The rural electorate does not have a short memory. It will not touch the power-mongers — not even with long pole. Rural people will not forget their experiences at the hands of whites before independence and during the liberation war.
They will not vote for people who appealed to the same whites to impose sanctions on their nation, leading to the clinics, which their Government built for them over the past 40 years, to run without basic drugs.
Hwende and his party can go ahead and create registers of the people who will obviously take up positions in the so-called structures, but come 2023 the opposition outfit will realise that it is not the structures which matter in preparing for elections.
It will realise that ZANU PF and the rural folk have a bond which dates back to the liberation war. Both participated in the liberation of this country and that bond has endured.
Rural people not just collaborated with liberation war fighters, but they sacrificed in their own different ways such as providing food and information. Rural voters are emotionally-invested in ZANU PF because it was the vehicle of their liberation from colonial shackles.
They have painful memories of the white man’s rule and they, therefore, cannot associate with people who seek the reversal of the gains of independence such as land reform.
It is these issues which form the basis of the chemistry between ZANU PF and the rural folk.

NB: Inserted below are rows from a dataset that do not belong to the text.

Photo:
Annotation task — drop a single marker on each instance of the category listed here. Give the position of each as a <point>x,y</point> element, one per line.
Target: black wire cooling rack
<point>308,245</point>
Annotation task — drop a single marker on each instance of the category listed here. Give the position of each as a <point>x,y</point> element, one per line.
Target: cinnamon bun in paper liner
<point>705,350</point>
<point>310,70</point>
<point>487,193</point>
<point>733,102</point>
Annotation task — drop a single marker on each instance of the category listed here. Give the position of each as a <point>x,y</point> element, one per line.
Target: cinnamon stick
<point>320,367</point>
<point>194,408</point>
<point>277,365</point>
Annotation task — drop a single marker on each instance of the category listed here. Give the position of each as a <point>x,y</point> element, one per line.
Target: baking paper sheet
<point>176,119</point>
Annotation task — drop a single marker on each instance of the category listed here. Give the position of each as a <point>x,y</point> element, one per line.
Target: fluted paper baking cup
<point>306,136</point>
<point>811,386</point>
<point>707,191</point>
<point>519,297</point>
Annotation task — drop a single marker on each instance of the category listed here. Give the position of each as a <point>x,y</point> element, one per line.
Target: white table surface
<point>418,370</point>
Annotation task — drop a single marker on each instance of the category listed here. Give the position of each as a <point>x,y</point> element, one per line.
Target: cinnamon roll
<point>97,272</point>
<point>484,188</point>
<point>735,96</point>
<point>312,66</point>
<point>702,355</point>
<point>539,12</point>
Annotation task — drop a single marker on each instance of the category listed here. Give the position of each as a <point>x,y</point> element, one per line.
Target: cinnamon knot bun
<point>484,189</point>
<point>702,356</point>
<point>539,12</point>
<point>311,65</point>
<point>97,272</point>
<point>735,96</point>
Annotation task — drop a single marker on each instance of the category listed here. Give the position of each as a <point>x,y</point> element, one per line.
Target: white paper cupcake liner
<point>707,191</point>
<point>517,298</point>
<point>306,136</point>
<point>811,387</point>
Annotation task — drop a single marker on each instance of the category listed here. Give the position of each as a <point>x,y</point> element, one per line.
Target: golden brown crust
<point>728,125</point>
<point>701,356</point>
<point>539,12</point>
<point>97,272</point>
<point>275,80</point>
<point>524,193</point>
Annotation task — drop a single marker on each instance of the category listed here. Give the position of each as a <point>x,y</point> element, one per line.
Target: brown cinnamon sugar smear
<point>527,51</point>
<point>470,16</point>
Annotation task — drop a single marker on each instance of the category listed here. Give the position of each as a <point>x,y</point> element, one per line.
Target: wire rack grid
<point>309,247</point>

It is this chemistry which sees areas like Uzumba Maramba Pfungwe scoring tens of thousands of votes in favour ZANU PF because the constituents know what the party means to them.
And one cannot copy and paste the chemistry in the hope of wresting the rural vote from ZANU PF.
Given this background, Hwende and Mafume can continue fooling their impatient members by giving them false hope through posting images of supposed restructuring, but their mission is ill-fated.
Even if by the end of 2022 they claim to have covered the whole country, one is assured that ZANU PF will continue to romp to victory because the indestructible bond between the rural electorate and the party cannot be shaken by a we-too knee jerk reaction initiative by a poorly grounded opposition political outfit.